3. La voluntad apasionada de Dios de dialogar con sus hijos
Nunca debemos dar por sentado que el Señor nos ofrece una vez más un tiempo propicio para nuestra conversión. Esta nueva oportunidad debería despertar en nosotros un sentido de gratitud y sacarnos de nuestra pereza. A pesar de la presencia, a veces trágica, del mal en nuestras vidas, en la vida de la Iglesia y en el mundo, esta oportunidad de cambiar de rumbo expresa la voluntad inquebrantable de Dios de no interrumpir su diálogo de salvación con nosotros. En Jesús crucificado, quien no conoció pecado, pero por nosotros se hizo pecado (cf. 2 Co 5,21), esta voluntad salvífica llevó al Padre a cargar a su Hijo con el peso de nuestros pecados, poniendo así, en palabras del Papa Benedicto XVI, «a Dios contra sí mismo» (Deus Caritas Est, 12). Porque Dios también ama a sus enemigos (cf. Mt 5,43-48).
El diálogo que Dios desea establecer con cada uno de nosotros a través del misterio pascual de su Hijo no tiene nada que ver con palabrería vacía, como la que se atribuía a los antiguos habitantes de Atenas, quienes «no se dedicaban a nada más que a decir o escuchar algo nuevo» (Hch 17,21). Dicha palabrería, impulsada por una curiosidad vacía y superficial, caracteriza la mundanidad en todas las épocas; en nuestros días, también puede resultar en un uso indebido de los medios de comunicación.

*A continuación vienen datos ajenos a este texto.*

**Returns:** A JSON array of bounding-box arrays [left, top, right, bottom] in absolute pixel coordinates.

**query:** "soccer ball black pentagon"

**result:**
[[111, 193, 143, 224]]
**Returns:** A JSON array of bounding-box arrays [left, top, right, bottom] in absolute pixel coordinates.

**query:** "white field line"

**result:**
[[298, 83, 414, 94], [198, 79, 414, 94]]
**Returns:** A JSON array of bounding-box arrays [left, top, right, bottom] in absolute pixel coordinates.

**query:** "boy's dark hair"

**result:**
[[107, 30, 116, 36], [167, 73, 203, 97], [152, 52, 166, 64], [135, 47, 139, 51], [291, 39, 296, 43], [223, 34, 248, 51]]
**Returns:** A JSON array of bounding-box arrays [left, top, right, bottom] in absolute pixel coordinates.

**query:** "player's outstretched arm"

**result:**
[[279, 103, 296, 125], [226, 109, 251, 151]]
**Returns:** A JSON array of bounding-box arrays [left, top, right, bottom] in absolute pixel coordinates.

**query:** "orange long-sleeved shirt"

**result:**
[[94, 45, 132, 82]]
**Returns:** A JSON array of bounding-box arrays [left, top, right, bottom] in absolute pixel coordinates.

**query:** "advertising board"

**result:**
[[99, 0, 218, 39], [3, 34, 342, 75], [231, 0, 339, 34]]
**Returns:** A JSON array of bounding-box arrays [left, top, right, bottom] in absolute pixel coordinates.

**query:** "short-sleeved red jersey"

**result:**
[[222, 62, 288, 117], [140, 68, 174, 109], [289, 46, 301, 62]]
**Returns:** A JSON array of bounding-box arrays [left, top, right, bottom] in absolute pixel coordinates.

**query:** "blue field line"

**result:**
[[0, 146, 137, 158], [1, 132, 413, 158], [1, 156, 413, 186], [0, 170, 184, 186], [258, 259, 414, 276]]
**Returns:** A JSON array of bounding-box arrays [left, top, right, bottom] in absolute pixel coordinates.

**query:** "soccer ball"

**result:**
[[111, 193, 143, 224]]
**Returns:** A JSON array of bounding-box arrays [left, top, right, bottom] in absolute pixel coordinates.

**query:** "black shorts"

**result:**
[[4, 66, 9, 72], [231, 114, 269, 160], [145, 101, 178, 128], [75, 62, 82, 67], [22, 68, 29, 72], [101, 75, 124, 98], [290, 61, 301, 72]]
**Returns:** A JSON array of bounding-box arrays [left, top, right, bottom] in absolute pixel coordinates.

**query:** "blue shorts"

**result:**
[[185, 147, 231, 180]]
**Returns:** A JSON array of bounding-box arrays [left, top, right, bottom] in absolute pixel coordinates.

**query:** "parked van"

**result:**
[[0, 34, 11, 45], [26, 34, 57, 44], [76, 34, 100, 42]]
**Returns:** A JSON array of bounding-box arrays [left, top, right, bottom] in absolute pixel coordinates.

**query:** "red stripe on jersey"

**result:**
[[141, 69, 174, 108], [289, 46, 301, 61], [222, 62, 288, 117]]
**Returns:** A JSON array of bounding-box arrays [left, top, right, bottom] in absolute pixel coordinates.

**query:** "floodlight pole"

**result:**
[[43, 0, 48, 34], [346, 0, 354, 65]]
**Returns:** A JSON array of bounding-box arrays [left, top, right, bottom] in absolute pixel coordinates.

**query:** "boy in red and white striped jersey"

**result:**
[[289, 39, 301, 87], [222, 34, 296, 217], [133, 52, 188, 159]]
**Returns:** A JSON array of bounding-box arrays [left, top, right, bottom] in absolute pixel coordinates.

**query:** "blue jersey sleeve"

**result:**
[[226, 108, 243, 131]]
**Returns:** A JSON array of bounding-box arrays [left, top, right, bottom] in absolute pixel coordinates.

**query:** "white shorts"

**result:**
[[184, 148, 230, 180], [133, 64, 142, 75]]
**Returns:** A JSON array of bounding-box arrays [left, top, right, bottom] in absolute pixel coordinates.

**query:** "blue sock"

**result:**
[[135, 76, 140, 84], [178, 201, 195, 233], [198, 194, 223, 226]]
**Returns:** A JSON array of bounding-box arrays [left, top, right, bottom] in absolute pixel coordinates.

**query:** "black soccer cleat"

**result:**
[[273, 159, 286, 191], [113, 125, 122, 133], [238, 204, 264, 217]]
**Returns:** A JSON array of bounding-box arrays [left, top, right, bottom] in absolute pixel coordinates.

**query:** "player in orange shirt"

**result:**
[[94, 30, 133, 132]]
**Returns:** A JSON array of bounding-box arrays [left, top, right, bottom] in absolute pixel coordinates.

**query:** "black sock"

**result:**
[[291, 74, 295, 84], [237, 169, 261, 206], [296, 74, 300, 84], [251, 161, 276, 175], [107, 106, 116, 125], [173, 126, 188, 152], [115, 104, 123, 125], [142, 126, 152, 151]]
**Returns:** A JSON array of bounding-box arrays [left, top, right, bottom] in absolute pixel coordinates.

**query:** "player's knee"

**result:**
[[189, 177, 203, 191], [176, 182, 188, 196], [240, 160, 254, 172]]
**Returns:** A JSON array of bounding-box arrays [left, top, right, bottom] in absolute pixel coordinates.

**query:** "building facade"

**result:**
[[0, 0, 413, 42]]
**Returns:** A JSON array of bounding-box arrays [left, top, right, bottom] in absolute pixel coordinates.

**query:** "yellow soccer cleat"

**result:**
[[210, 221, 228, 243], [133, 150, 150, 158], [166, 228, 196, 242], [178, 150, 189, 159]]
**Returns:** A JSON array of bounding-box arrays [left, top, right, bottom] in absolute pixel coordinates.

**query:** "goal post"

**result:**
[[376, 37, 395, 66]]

4. Una riqueza para compartir, no para guardarla para uno mismo.
Poner el misterio pascual en el centro de nuestra vida significa sentir compasión por las heridas de Cristo crucificado presentes en las numerosas víctimas inocentes de las guerras, en los atentados contra la vida, desde la de los no nacidos hasta la de los ancianos, y en las diversas formas de violencia. Están presentes también en los desastres ambientales, la distribución desigual de los bienes de la tierra, la trata de personas en todas sus formas y el afán desenfrenado de lucro, que es una forma de idolatría.

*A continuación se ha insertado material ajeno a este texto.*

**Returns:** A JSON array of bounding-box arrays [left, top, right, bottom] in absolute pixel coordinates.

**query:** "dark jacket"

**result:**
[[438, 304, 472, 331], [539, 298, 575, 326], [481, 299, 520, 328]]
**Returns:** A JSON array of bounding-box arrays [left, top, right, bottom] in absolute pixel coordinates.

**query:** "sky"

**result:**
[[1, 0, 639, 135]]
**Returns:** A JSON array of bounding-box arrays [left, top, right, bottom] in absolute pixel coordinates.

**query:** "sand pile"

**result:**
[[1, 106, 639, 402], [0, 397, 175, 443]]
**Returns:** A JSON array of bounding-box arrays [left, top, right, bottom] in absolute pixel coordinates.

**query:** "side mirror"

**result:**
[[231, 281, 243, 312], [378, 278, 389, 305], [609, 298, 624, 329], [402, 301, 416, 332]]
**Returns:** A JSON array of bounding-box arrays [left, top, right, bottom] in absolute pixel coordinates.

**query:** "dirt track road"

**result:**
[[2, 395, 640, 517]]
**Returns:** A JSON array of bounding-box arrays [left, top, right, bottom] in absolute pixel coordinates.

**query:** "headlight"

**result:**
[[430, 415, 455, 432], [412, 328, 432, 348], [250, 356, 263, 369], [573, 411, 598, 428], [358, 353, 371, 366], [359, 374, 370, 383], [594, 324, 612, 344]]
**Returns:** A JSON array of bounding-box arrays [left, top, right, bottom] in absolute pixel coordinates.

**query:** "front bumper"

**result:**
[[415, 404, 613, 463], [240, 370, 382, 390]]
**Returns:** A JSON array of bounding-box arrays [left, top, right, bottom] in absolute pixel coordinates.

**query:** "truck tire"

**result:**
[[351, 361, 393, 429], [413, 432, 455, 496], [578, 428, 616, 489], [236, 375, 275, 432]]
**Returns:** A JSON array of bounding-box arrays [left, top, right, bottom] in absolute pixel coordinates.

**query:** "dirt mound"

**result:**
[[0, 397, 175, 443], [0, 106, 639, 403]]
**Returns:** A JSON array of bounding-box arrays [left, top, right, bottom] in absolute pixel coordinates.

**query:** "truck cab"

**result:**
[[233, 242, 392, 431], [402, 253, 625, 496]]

También hoy es necesario hacer un llamamiento a los hombres y mujeres de buena voluntad para que compartan, mediante la limosna, sus bienes con los más necesitados, como medio de participar personalmente en la construcción de un mundo mejor. La caridad nos hace más humanos, mientras que el acaparamiento corre el riesgo de hacernos menos humanos, prisioneros de nuestro propio egoísmo. Podemos y debemos ir más allá y considerar los aspectos estructurales de nuestra vida económica. Por eso, en plena Cuaresma de este año, del 26 al 28 de marzo, he convocado un encuentro en Asís con jóvenes economistas, emprendedores y creadores de cambios, con el objetivo de construir una economía más justa e inclusiva. Como ha repetido con frecuencia el magisterio de la Iglesia, la vida política representa una forma eminente de caridad (cf. Pío XI, Discurso a la Federación Italiana de Universitarios Católicos, 18 de diciembre de 1927). Lo mismo se aplica a la vida económica, que puede abordarse con el mismo espíritu evangélico, el espíritu de las Bienaventuranzas.
Pido a María Santísima que ore para que nuestra celebración cuaresmal abra nuestros corazones para escuchar la llamada de Dios a reconciliarnos con él, a fijar nuestra mirada en el misterio pascual y a abrirnos a un diálogo abierto y sincero con él. De esta manera, nos convertiremos en lo que Cristo pide a sus discípulos: sal de la tierra y luz del mundo (cf. Mt 5,13-14).